Encoding user input, escape special characters such as <, “, &, >, and make the browser display as a string.

// In artTemplete, XSS defends against escape. var escapeMap = { "<": "&#60;" And ">", "the & # 62;" , '" : "& # 34;" , "'" : "& # 39;" , "&" : "& # 38;" }; var escapeFn = function (s) { return escapeMap[s]; }; var escapeHTML = function (content) { return toString(content) .replace(/&(? ! [\w#]+;) |[<>"']/g, escapeFn); };Copy the code
Const matchList = {'&lt; ': '<', '&gt; ': '>', '&amp; ':' & ', '& # 34; ': '"', '&quot; ', '"', '& # 39; ': } // character filter const HtmlFilter = (text) => {let regStr = '(' + object.keys (matchList).toString() + ')' -- -- -- -- -- -- -- -- -- -- -- - * * extraction and matching list key values. 】 【 set number of turns string 】 regStr = regStr. Replace (/, / g, ') | (') / / write by matching the update for regular type string const regExp = new regExp (regStr, Return text.replace(regExp, match => matchList[match]) // ↑ ------ replace method (re, Current key => Return current matched key value)} export default HtmlFilterCopy the code
Violent solution

You can only set the specificity of the text with innerText/textContent.
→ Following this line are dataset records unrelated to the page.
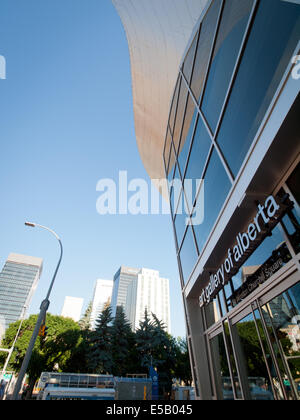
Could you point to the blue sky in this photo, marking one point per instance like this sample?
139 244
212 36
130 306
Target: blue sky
66 122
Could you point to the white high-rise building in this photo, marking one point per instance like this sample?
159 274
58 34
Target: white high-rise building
102 296
148 291
18 282
72 308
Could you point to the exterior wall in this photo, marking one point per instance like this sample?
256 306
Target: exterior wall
18 281
102 295
233 123
157 32
150 291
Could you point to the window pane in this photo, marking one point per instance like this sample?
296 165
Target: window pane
265 261
180 113
174 105
188 62
188 255
273 39
187 132
258 386
207 32
294 183
182 218
221 369
171 164
216 187
233 25
199 152
167 149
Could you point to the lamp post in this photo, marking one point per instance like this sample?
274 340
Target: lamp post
42 315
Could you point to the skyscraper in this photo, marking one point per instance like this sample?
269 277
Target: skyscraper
18 281
148 291
122 279
72 308
102 296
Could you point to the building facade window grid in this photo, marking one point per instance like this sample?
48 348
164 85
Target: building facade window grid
182 79
219 326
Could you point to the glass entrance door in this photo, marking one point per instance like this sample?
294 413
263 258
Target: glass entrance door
266 346
282 321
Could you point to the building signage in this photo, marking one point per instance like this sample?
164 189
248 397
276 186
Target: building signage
265 220
277 260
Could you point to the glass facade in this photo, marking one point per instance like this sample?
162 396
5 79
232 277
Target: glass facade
228 83
222 96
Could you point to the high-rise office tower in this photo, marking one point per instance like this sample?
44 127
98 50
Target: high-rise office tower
18 281
72 308
148 291
122 279
101 297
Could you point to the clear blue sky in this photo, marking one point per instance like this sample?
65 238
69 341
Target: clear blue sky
66 121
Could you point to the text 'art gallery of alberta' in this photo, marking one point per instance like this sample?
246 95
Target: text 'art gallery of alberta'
216 98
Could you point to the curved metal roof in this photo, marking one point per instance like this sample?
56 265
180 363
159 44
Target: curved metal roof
158 32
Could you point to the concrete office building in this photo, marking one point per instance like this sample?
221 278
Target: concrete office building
101 297
72 308
18 281
148 291
216 97
122 279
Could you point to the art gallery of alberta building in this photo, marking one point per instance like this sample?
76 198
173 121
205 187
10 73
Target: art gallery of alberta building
216 98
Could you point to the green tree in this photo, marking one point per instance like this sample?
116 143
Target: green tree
145 342
100 359
122 341
46 352
183 368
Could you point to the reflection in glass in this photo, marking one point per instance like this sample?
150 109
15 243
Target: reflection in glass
179 114
273 39
170 169
188 254
189 60
199 152
207 31
233 25
266 260
174 105
282 316
256 381
216 187
181 218
167 149
294 184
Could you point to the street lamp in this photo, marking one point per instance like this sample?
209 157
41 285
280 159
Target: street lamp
42 315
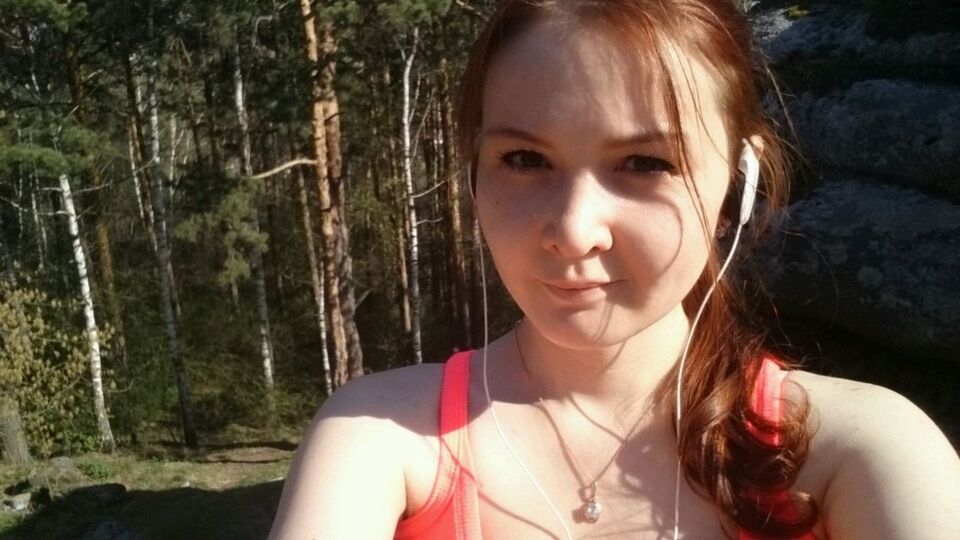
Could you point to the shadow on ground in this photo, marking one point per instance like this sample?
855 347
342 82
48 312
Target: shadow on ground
171 514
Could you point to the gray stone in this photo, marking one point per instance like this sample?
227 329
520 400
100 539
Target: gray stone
879 260
899 130
835 32
19 502
55 473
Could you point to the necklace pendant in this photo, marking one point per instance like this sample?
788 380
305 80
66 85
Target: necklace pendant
593 510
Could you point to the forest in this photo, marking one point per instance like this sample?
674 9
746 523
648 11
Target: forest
215 213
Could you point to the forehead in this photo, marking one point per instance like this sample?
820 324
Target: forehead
561 71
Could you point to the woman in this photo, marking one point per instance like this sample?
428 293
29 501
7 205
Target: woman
611 143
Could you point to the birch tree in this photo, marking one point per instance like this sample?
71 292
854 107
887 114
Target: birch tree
413 246
263 312
89 316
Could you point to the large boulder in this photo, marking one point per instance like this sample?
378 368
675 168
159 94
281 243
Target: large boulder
841 32
879 260
898 131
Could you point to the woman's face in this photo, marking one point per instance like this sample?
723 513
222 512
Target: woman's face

function(value){ if(typeof value ! == 'string'){ return value; } var str = value || '', temp = document.createElement ("div"), obj; (temp.textContent ! = undefined ) ? (temp.textContent = str) : (temp.innerText = str); obj = temp.innerHTML; temp = null; return obj; }Copy the code
The plug-in
  • Front-end plug-ins to prevent XSS attacks jS-XSS library

summary

  • Base64 encoding and URL encoding are both encoding algorithms, not encryption algorithms.
  • The purpose of Base64 encoding is to encode arbitrary binary data into text, but the amount of data is increased by one-third after encoding.
  • The purpose of URL encoding is to encode any text data into % prefix text, which is easy for browser and server to process;
  • HTML escape character purpose Some characters are not defined in the ASCII character set and need to be represented by escape strings; While special HTML characters such as< >Etc. cannot be used directly as symbols in text.